Correlation Between Fast Retailing and INDOFOOD AGRI
Can any of the company-specific risk be diversified away by investing in both Fast Retailing and INDOFOOD AGRI at the same time? Although using a correlation coefficient on its own may not help to predict future stock returns, this module helps to understand the diversifiable risk of combining Fast Retailing and INDOFOOD AGRI into the same portfolio, which is an essential part of the fundamental portfolio management process.
By analyzing existing cross correlation between Fast Retailing Co and INDOFOOD AGRI RES, you can compare the effects of market volatilities on Fast Retailing and INDOFOOD AGRI and check how they will diversify away market risk if combined in the same portfolio for a given time horizon. You can also utilize pair trading strategies of matching a long position in Fast Retailing with a short position of INDOFOOD AGRI. Check out your portfolio center. Please also check ongoing floating volatility patterns of Fast Retailing and INDOFOOD AGRI.
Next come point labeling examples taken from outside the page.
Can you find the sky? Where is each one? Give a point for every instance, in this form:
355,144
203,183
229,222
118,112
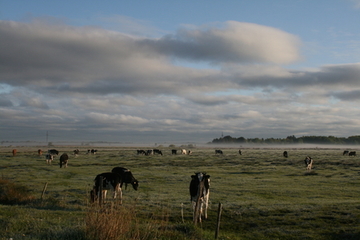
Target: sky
178,71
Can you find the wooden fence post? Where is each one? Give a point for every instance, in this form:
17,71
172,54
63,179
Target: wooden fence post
218,221
44,190
198,205
100,191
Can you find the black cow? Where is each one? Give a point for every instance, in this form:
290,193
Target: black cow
49,158
352,153
308,162
53,152
126,177
110,181
64,160
200,181
157,151
76,152
141,152
218,151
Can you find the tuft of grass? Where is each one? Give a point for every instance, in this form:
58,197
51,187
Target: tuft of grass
12,193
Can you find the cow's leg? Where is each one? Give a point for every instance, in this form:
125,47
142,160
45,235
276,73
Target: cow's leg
206,199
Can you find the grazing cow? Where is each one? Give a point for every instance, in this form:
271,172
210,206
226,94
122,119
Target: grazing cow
64,160
149,152
110,181
126,177
218,151
199,195
308,162
76,152
352,153
53,152
49,158
157,151
141,152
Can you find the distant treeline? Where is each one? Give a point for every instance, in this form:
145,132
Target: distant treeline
291,140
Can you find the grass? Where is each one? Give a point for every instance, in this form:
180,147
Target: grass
264,195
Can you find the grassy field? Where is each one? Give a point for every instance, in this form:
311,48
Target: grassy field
264,195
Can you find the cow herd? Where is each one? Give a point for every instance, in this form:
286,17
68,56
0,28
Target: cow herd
199,185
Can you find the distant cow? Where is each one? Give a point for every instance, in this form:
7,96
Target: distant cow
217,151
49,158
352,153
64,160
308,162
141,152
53,152
76,152
126,177
199,195
157,151
110,181
149,152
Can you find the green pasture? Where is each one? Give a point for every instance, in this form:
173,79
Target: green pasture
264,195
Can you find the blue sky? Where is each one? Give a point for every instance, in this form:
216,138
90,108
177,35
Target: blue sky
172,71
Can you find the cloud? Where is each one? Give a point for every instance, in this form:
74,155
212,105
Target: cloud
236,42
90,83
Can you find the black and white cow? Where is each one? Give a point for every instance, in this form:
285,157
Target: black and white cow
353,153
126,177
157,151
49,158
308,162
64,160
141,152
53,152
217,151
76,152
199,195
110,182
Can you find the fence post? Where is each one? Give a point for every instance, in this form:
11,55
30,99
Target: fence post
218,221
100,191
198,205
44,190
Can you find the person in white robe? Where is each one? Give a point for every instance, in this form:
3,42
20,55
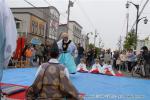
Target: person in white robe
68,51
82,66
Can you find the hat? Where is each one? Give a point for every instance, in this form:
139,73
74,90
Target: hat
54,48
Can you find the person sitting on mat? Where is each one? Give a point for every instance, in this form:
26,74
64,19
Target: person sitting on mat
51,81
82,66
96,68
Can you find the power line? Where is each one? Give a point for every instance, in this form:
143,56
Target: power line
141,2
85,14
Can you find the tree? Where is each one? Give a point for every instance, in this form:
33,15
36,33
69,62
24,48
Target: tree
130,41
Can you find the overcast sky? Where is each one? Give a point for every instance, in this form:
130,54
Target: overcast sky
107,16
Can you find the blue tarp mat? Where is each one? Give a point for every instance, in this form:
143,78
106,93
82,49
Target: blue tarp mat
95,86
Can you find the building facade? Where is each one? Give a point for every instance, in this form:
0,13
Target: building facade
42,23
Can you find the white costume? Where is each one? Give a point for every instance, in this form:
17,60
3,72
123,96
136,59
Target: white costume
82,67
67,51
8,35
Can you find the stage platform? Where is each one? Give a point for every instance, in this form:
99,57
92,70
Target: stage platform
94,86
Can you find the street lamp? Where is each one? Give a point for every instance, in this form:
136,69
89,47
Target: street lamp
137,18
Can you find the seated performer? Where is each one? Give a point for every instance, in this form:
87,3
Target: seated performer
67,51
108,68
51,82
82,67
96,68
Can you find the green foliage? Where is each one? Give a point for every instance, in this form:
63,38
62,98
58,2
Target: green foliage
130,41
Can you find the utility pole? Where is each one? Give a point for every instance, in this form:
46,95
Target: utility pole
70,4
95,35
140,12
127,24
120,43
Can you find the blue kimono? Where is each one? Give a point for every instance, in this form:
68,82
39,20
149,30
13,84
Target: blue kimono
67,50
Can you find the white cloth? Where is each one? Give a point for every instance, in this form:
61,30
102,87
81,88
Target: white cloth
81,66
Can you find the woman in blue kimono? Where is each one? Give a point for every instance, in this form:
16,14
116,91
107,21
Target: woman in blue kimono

Diversification Opportunities for Fast Retailing and INDOFOOD AGRI
0.53 | Correlation Coefficient |
Very weak diversification
The 3 months correlation between Fast and INDOFOOD is 0.53. Overlapping area represents the amount of risk that can be diversified away by holding Fast Retailing Co and INDOFOOD AGRI RES in the same portfolio, assuming nothing else is changed. The correlation between historical prices or returns on INDOFOOD AGRI RES and Fast Retailing is a relative statistical measure of the degree to which these equity instruments tend to move together. The correlation coefficient measures the extent to which returns on Fast Retailing Co are associated (or correlated) with INDOFOOD AGRI. Values of the correlation coefficient range from -1 to +1, where. The correlation of zero (0) is possible when the price movement of INDOFOOD AGRI RES has no effect on the direction of Fast Retailing i.e., Fast Retailing and INDOFOOD AGRI go up and down completely randomly.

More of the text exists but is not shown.